Si sono sopportati più che scelti. Educati - tutto sommato - nei gesti, distanti nei pensieri. Da una parte, il neo direttore generale Damien Comolli, chiamato a ridisegnare da zero la Juventus; dall’altra Igor Tudor, traghettatore ambizioso e ingombrante. Un figlio illegittimo della precedente gestione. Da giugno in poi, hanno vissuto in equilibrio tra tolleranza e rassegnazione, come se entrambi sapessero che prima o poi sarebbe arrivata l’ora del congedo. E quel momento è coinciso con la mattina di ieri, a margine del ko contro la Lazio di Sarri - il terzo consecutivo tra campionato e Champions League - che ha finito per accelerare un destino già scritto. Non c’è stato bisogno di aprire un’unità di crisi: il dg bianconero ha osservato dalle tribune dell’Olimpico, profondamente insoddisfatto e l’indomani ha agito. È bastata una telefonata secca e perentoria per sancire la fine dell’avventura in bianconero del tecnico croato, senza neanche avere pronta l’alternativa e dando la squadra a Brambilla in attesa dell’accordo con il nuovo tecnico.

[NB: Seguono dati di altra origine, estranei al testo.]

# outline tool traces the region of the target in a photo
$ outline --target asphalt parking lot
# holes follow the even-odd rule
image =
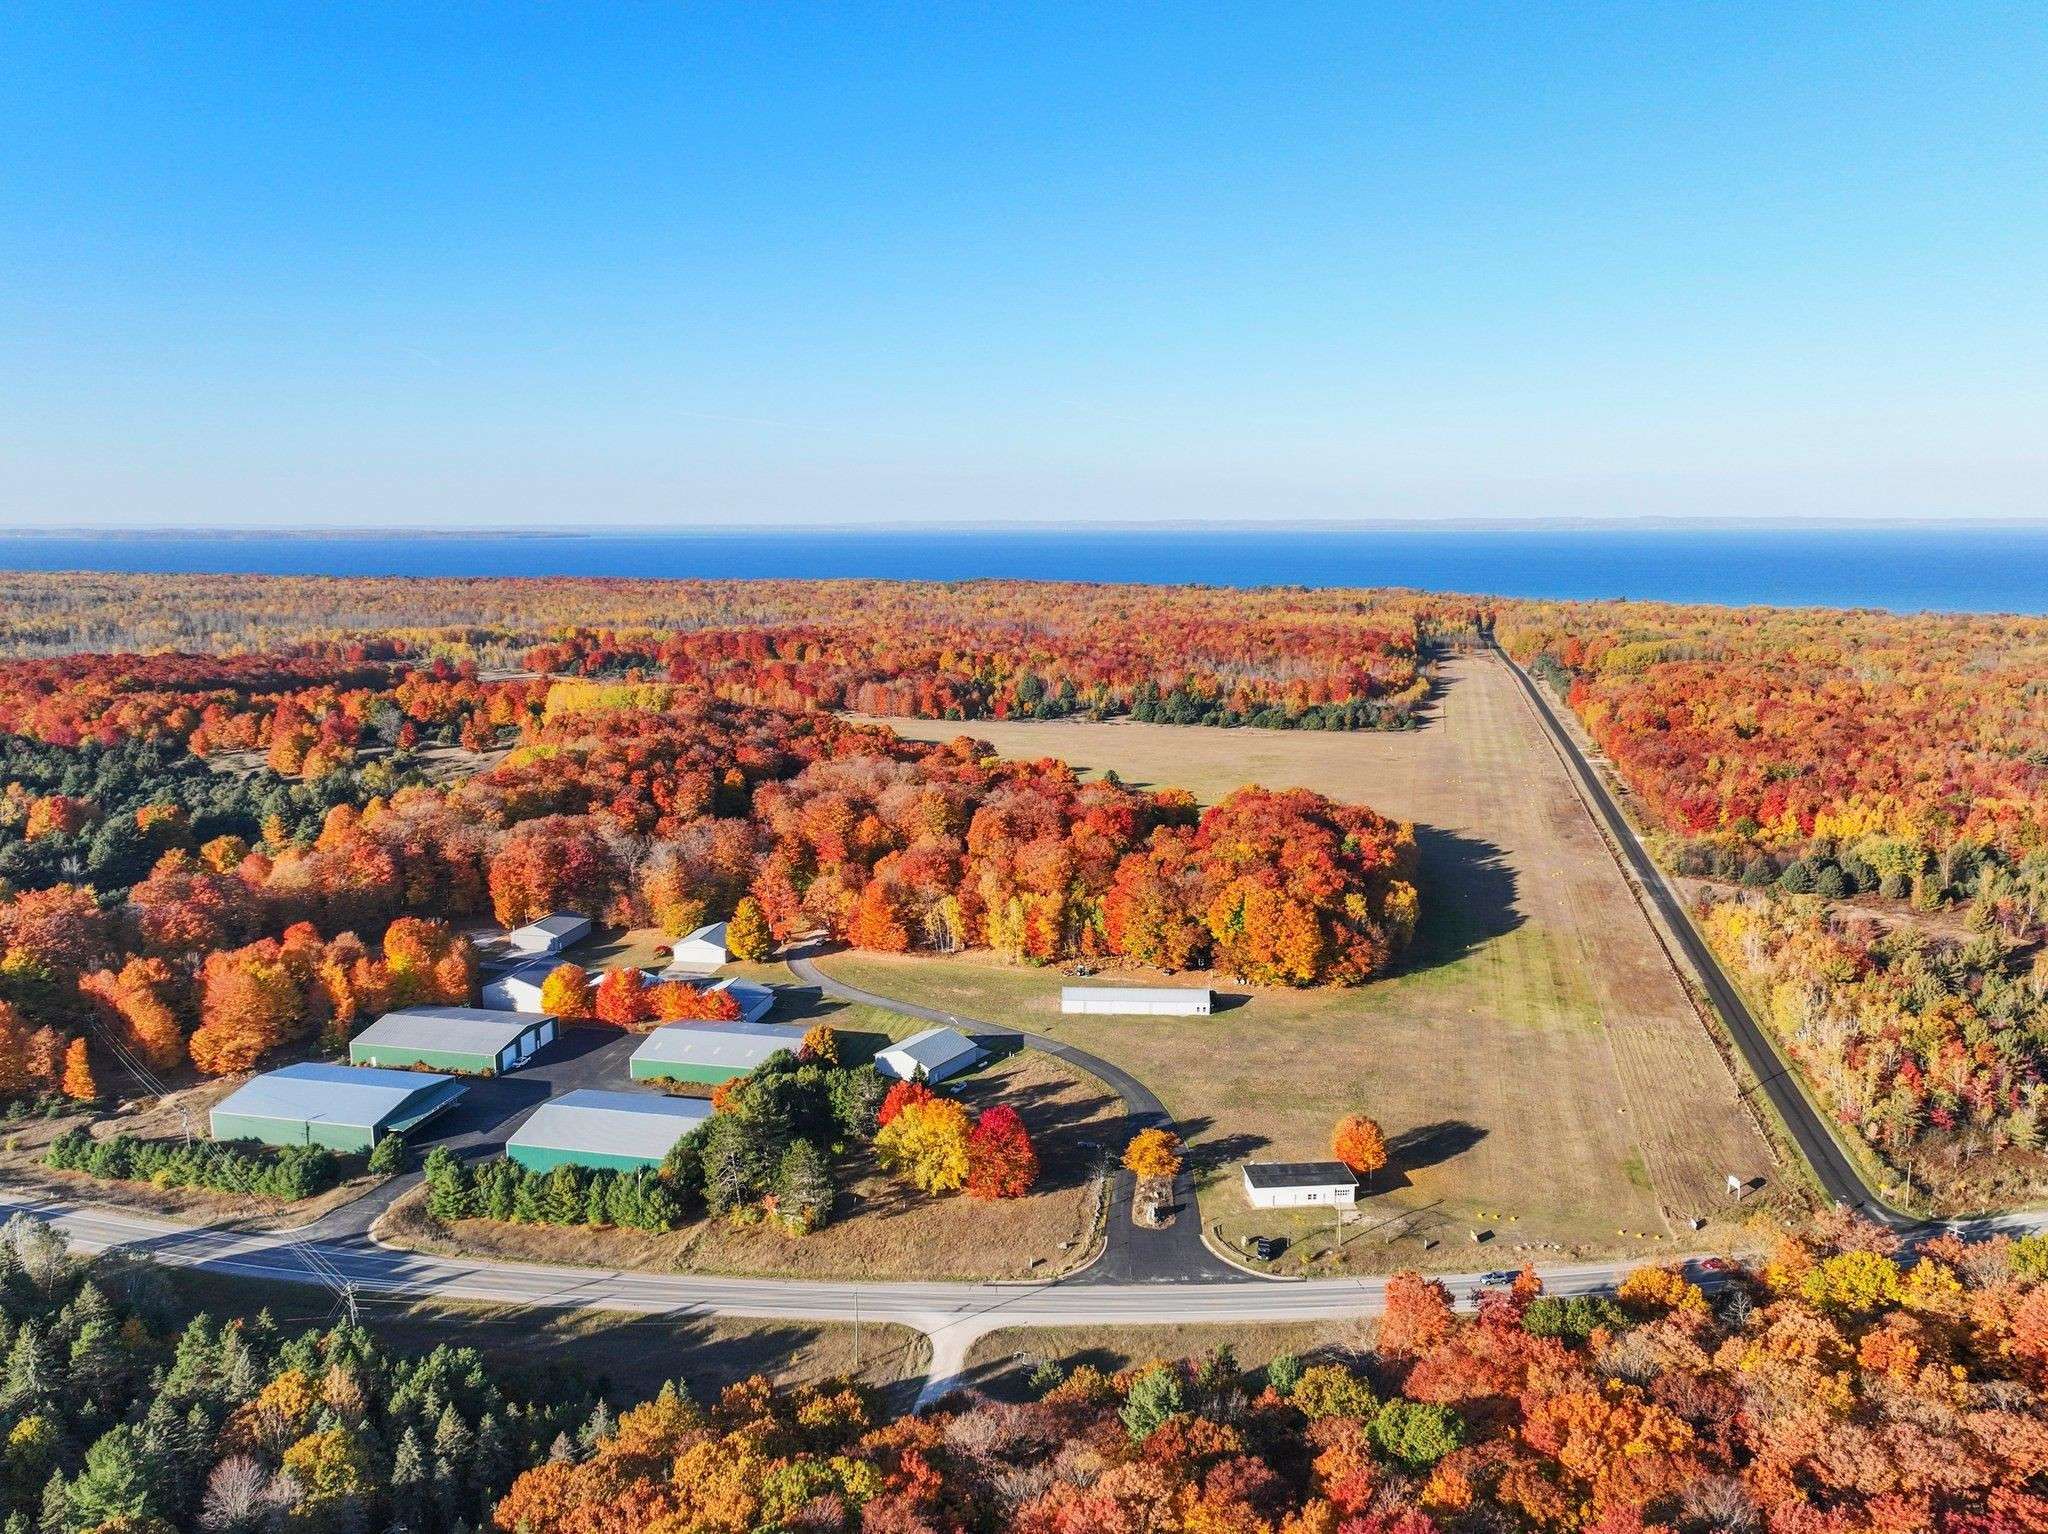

Dall'urgenza Mondiale ai "no" dei prescelti
Tutto è iniziato lo scorso giugno, con la Juventus che - per il rotto della cuffia - era appena riuscita a strappare un pass per la Champions League. Arriva la nomina di Comolli al ruolo di dg, e il disegno societario per il futuro della panchina risponde al nome di Antonio Conte. Dopo i primi contatti, la pista per il salentino - che cede alle avances di De Laurentiis - sfuma e la Juve vira su Gasperini, da settimane in trattativa con i Friedkin. Ma anche in quel caso, in seguito a una chiamata tra il tecnico e Comolli, non se ne fa nulla, con Gasperini che dice definitivamente di sì alla Roma.
Il Mondiale per Club incombe e Tudor - rimasto in silenzio fino a quel momento sul suo futuro - mette in chiaro le cose: senza la riconferma, non partirà con la squadra per gli Usa.